Online Only: Jones Wireless Routers
Students at Jones College can now plug into the Internet at lightning-fast speeds without having to plug into the wall, all thanks to updated wireless access points.
William Deigaard, director of Networking, Telecommunication and Data Center Operations, said the upgrade occurred during the weeks leading up to spring break, the first step in a greater plan to upgrade all 1,200 of Rice University's access points by the end of the summer.
Deigaard said the upgrades are part of both a response to student feedback and the natural inclination toward more current technology. The previous upgrade took place between 2005 and 2006 with the installation of the Cisco 1010 series. However, those access points lack support for the latest wireless networking standard, 802.11n, which can increase transfer rates up to speeds of 600 megabits per second.
Deigaard said the new access points are of the Cisco 3500 series, which supports 802.11n and comes with a built-in spectrum analyzer. The spectrum analyzer can be used to better deal with interference from other radio sources such as microwaves. Once an access point detects interference in one frequency, it should be able to shift to an unaffected frequency.
Deigaard said the Jones upgrades were made with practically no downtime. Only a small number of access points were affected, and the changes were made during the day when most students were in class.
Deigaard said that IT is now focused on collecting feedback to ensure the the new system is working correctly at Jones before expanding to other colleges. Deigaard said that, along with upgrading old access points, IT will also install 147 new access points across campus to increase coverage.
Jones College junior Adrian Galindo said he was happy with the recent upgrade.
"If you have a computer with wireless built in to it, you can get some serious throughput," Galindo, an IT student computer consultant, said. "I'm extremely satisfied."
Jones College freshman Zihe Huang said he had not noticed much of a change.

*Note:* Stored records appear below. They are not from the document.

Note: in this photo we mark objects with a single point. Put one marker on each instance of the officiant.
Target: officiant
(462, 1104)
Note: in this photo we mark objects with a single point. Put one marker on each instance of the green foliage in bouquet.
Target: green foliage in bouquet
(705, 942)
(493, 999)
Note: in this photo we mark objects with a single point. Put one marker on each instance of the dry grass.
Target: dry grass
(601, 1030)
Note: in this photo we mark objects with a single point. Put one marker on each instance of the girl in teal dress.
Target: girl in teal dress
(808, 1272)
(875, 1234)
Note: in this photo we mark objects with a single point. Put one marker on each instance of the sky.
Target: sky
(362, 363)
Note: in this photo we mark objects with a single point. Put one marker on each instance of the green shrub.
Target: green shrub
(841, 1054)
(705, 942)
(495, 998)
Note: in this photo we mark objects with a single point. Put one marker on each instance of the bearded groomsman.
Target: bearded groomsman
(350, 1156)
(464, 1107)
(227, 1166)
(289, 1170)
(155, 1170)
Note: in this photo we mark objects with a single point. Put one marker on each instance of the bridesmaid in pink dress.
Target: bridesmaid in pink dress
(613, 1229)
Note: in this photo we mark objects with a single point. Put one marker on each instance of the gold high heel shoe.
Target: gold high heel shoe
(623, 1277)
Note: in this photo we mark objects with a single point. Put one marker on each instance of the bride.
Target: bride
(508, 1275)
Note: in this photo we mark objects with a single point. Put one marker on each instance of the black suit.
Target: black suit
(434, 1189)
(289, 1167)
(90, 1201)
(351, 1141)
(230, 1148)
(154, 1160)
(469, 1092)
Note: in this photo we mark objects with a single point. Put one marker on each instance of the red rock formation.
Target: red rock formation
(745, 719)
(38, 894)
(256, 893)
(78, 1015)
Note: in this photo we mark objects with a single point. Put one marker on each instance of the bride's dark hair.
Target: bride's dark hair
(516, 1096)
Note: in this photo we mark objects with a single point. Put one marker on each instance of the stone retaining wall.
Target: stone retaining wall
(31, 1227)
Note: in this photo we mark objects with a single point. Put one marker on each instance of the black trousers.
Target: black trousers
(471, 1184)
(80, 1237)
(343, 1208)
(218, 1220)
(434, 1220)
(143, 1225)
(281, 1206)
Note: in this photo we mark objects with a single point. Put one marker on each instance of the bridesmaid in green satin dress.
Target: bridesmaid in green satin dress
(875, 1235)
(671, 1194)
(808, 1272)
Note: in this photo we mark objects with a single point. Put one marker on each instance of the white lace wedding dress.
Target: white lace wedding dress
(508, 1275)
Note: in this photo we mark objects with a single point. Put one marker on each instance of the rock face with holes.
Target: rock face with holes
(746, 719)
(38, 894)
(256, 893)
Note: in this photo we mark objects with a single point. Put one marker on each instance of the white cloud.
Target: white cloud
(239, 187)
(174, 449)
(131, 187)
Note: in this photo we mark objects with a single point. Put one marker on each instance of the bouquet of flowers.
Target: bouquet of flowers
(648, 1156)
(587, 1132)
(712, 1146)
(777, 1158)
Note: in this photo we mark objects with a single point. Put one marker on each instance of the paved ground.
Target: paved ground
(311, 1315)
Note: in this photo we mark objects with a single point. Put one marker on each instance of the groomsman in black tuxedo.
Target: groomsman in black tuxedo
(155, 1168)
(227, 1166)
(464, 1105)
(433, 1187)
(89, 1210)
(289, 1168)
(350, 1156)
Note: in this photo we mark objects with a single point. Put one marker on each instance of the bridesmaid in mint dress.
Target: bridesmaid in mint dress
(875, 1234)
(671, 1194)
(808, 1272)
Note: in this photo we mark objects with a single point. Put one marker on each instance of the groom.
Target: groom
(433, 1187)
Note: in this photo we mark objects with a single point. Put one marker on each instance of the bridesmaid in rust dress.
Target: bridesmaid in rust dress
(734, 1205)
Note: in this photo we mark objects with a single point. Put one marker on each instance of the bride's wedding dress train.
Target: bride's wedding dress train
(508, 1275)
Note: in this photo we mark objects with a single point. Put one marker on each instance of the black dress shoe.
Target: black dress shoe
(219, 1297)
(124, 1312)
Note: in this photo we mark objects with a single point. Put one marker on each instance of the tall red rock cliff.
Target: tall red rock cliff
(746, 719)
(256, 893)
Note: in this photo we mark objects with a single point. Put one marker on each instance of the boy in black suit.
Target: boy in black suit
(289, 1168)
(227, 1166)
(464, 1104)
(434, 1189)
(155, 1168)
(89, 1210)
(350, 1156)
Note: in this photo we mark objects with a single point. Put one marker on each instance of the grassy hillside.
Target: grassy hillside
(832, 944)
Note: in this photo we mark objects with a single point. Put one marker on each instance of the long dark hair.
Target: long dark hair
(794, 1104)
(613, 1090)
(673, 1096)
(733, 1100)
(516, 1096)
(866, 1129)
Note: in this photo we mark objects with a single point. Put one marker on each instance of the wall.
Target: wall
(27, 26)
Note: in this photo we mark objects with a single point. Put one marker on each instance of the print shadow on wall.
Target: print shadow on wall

"Speedwise, I haven't noticed any differences," Huang said. "I use land line in the dorms, and land line is always faster than the wireless."
Deigaard said that the challenge moving forward will be dealing with the proliferation of mobile devices in the dorms. Notable offenders include wireless gaming controllers, cell phones and laptops. Diegaard said that students should report problems to optimize their wireless connection.
"The most important thing you can do when you're having wireless problems is to talk to the help desk," Deigaard said. "Don't just sit there and be like, ‘This is terrible; our wireless stinks.' With a properly updated machine and a wireless driver, you can have a very good experience on the wireless network."